MUMBAI -- Reserve Bank of India Gov. Urjit Patel's abrupt resignation leaves Prime Minister Narendra Modi with the decision of whether to risk alienating investors by continuing to press the central bank for looser monetary policy.
His departure, seen by some as a statement of dissent, comes as the Indian economy shows signs of slowing ahead of next year's general election -- a test of voter confidence in Modinomics.
Patel, a man of few words, kept to his style when announcing his resignation Monday evening.
In a statement of less than 100 words, he thanked the central bank's staff, management and board, but did not mention Modi's government. Patel cited "personal reasons" for his departure, but the timing said it all.
The prime minister praised Patel as a "thorough professional with impeccable integrity."
"We will miss him immensely," Modi tweeted. "Urjit Patel is an economist of a very high calibre with a deep and insightful understanding of macro-economic issues. He steered the banking system from chaos to order and ensured discipline. Under his leadership, the RBI brought financial stability."
Patel was once a favorite of Modi and his Bharatiya Janata Party's Hindu nationalist ideological parent, Rashtriya Swayamsevak Sangh.
The economist was expected to toe the government line as RBI governor, especially after the handling of the removal of high-value banknotes from circulation in November 2016, shortly after Patel took charge of the central bank. But differences soon emerged.
His resignation comes ahead of an RBI board meeting Friday. Patel apparently disagreed with decisions being made by the committees formed at last month's board meeting to investigate issues related to lending restrictions at weak banks and the central bank's surplus reserves, as well as increasing the liquidity to India's shadow banks after the Infrastructure Leasing & Financial Services payment default that threatened a systemic crisis.
Japan's Nomurasays the central bank's next policy meeting will involve governance reform, encompassing the level of engagement between the RBI and its central board as well as the functioning of the board's subcommittees.

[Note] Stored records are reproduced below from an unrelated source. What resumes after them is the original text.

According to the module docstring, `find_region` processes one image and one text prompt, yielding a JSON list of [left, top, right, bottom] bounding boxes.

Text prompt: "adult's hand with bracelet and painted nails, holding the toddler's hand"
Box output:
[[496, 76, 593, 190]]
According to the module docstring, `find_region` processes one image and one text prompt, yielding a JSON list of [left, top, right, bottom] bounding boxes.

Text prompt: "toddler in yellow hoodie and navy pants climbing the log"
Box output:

"We think both the RBI and the government are right on various issues, but the sudden resignation will lead to questions about whether the government is trying to stifle institutions and whether the resignation is a statement to protect the RBI's independence," the brokerage said in a note. "This, along with the lack of policy coordination between the RBI and the government, will mean higher India risk premium, at least in the short term, in an environment where domestic political uncertainty is anyway on the rise owing to the elections" next year.
Last month's marathon nine-hour meeting attended by all 18 board members included a decision to form an expert committee to examine the RBI's economic capital framework.
This framework governs the bank's capital requirements and transfers of surplus reserves to the government. The board also asked the central bank to consider a scheme for restructuring the stressed assets of small and midsize businesses with up to 250 million rupees ($3.49 million) in aggregate loans.
Though the government and central bank seemed to have reached a truce, New Delhi clearly held the upper hand, with a sense that pressure on the RBI was not removed.
Patel's resignation "signals that the government has come out on top in its dispute with the central bank, but at the cost of undermining the RBI's credibility and its inflation-fighting credentials," Capital Economics said in a note. "In each aspect of their dispute, the government has been pushing the RBI to take steps that would boost aggregate demand despite core inflation being well above target."
"The most worrying scenario for investors would be if the government appointed someone from the finance ministry," the note said. "But with two successive governors bowing out under pressure from the government, whoever comes next will have their work cut out to convince markets and investors that the RBI is focused on stabilizing inflation close to target."
The resignation also comes one day ahead of both the critical counting of votes in five states and the start of the Indian parliament's winter session. The stock market, already nervous as exit polls show weakness in the ruling Bharatiya Janata Party, may react sharply on Tuesday when it opens to the news of Patel's resignation.
Opposition parties, already targeting Modi ahead of next year's election, are prepared to make an issue of Patel's resignation in parliament, a senior opposition leader said.
"As a gentleman economist, he had to tender his resignation because he is not comfortable to work in the environment under the present ... government," Veerappa Moily, head of the Parliamentary Standing Committee on Finance and a senior Indian National Congress party leader, told the Nikkei Asian Review. "Most unfortunate that they are demolishing one institution after another. They also wanted to encroach upon the autonomy of the Supreme Court, and now they have come to the RBI."
Modi's government also faces a slowing economy, jobless growth and a widening trade deficit, while taking criticism for its controversial revision of GDP data covering the previous government's term.
The revised data shows India's economic growth at an average of 6.7% during the last government, compared with 7.3% under Modi. Many argue that revising the gross domestic product figures is a political move ahead of the elections, and have questioned the reliability of the statistics.